And they’re reaping the benefits of this technology; 24% of businesses with a chatbot already installed report excellent ROI.

Use AI For Speeding Up Website Implementation

AI is also revolutionizing content creation and website design.

Based on user data, automated tools can generate blog posts, optimize layouts, and suggest design improvements.

This streamlines website management, making it easier for you to maintain a professional and visually appealing online presence.

For example, many hosting providers now include AI-powered website builders, offering tools that assist with design and customization. These features, such as responsive templates and automated suggestions, can make building and optimizing a website more efficient.

2. Voice Search & Conversational Interfaces

Voice search is becoming a major factor in how users interact with the web, with more people relying on smart speakers, mobile assistants, and voice-activated search to find information.

To put this into perspective, ChatGPT from OpenAI reportedly holds 60% of the generative AI market, performing more than one billion searches daily. If just 1% of those are via its voice search, that equates to 10 million voice searches every day on ChatGPT alone.

Reports estimate 20.5% of people globally use voice search daily. And these numbers are increasing.

You need to adapt by optimizing for conversational SEO and natural language queries, which tend to be longer and more specific, making long-tail keywords and question-based content more important than ever.

To stay ahead, websites should structure content in a way that mimics natural conversation:

  • FAQ-style pages.
  • Featured snippet optimization.
  • Ensuring fast-loading, mobile-friendly experiences.

If this is an upgrade that makes sense for your industry, be sure that your host supports SEO-friendly themes and plugins that help websites rank for voice queries.

3. Core Web Vitals & SEO Best Practices

Google continues to refine its ranking algorithms, with Core Web Vitals playing a critical role in determining search visibility.

Implement Core Web Vital Data & Monitor Website Speed

These performance metrics, Largest Contentful Paint (LCP), First Input Delay (FID), and Cumulative Layout Shift (CLS), measure how quickly a page loads, how responsive it is, and how stable its layout appears to users.

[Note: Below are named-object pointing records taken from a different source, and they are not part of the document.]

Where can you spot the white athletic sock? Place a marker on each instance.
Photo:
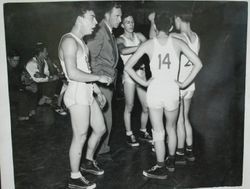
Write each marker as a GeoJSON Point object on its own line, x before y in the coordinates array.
{"type": "Point", "coordinates": [75, 175]}
{"type": "Point", "coordinates": [129, 133]}
{"type": "Point", "coordinates": [143, 130]}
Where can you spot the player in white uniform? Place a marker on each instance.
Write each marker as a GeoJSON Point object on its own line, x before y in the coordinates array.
{"type": "Point", "coordinates": [128, 43]}
{"type": "Point", "coordinates": [84, 110]}
{"type": "Point", "coordinates": [184, 128]}
{"type": "Point", "coordinates": [163, 89]}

Websites that meet these benchmarks not only rank higher in search results but also provide a better overall user experience.

One study found that pages ranking in the top spots in the SERPs were 10% more likely to pass CWV scores than URLs in position 9.

Ensure Your Website Is Faster Than Your Competitors To Rank Higher

As part of the prioritization of performance, mobile-first approach remains essential; Google prioritizes sites that are fast and responsive on smartphones and tablets.

Ensuring faster load times through optimized images, efficient coding, and proper caching techniques can make a significant impact on search rankings.

Leverage Structured Data To Tell Google What Your Website Is About

Structured data, on the other hand, helps search engines better understand a website’s content, improving the chances of appearing in rich snippets and voice search results.

4. Mobile-First & Adaptive Design

With mobile devices accounting for the majority of web traffic, mobile optimization remains a top priority in 2025.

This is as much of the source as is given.